During the pandemic, Chesky moved Airbnb from **10 divisions back to a functional startup structure**, reducing headcount while increasing shipping velocity and profitability. The result: "We wanted a company where a thousand people could work, but it'll look like 10 people did it."

## Related Frameworks

- Single-Threaded Leadership (Amazon)
- Spotify Model (contrast/alternative)
- Functional vs. Divisional Org Design

---
*Source: Brian Chesky, Lenny's Podcast*

Overview

This skill describes the Functional Consolidation Model for reorganizing companies by removing divisions and General Managers and organizing strictly by function. It focuses on reducing political silos, restoring velocity, and ensuring experts lead experts. Use it when bureaucracy, fractured user experience, or slowing growth indicate structural problems.

How this skill works

The model audits current divisions and reporting lines, defines core functional groups (Engineering, Design, Product, Marketing, Operations), and migrates staff into those functions.
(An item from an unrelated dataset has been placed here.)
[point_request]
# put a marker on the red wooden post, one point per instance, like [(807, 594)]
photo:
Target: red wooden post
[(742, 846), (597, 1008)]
Executive-level prioritization centralizes resource allocation. Functional leads are true technical or creative experts who evaluate quality and outcomes, while PMs influence across functions rather than owning teams.

When to use it

  • Post–product-market fit companies facing slowing velocity
  • Organizations showing increased bureaucracy or duplicated work
  • When user experience is inconsistent across products
  • Companies with 100+ employees experiencing political infighting
  • During a strategic reset to reduce cost and increase shipping speed

Best practices

  • Appoint world-class functional leaders who can evaluate craft and quality
  • Run a thorough audit of divisions, roles, and overlapping responsibilities before migrating
  • Establish an executive prioritization process to allocate resources transparently
  • Form cross-functional, mission-focused teams for initiatives rather than restoring divisional ownership
  • Invest in change management — communicate timelines, career paths, and evaluation criteria clearly
  • Avoid hybrid structures that preserve divisional power while adding functional layers

Example use cases

  • A 150-person startup that shipped fast at 30 people but slowed after scaling; migrate to functions to restore velocity
  • A company with multiple product teams duplicating infrastructure; centralize engineering to eliminate redundant stacks
  • An organization where GMs hoard budgets and create competing roadmaps; move budget prioritization to exec-level
  • A business with fractured UX across regions; consolidate design and product to unify experience
  • During a cost-reduction initiative to simplify reporting and reduce managerial headcount while increasing accountability

FAQ

Will this model eliminate all managers?

No. It replaces generic GMs with expert functional leads and keeps people managers who can evaluate and develop craft. Avoid managers who cannot judge technical or creative quality.

How do product managers operate after consolidation?

PMs shift to influence-based roles: they own outcomes and roadmaps but partner with functional experts who control staffing and technical decisions.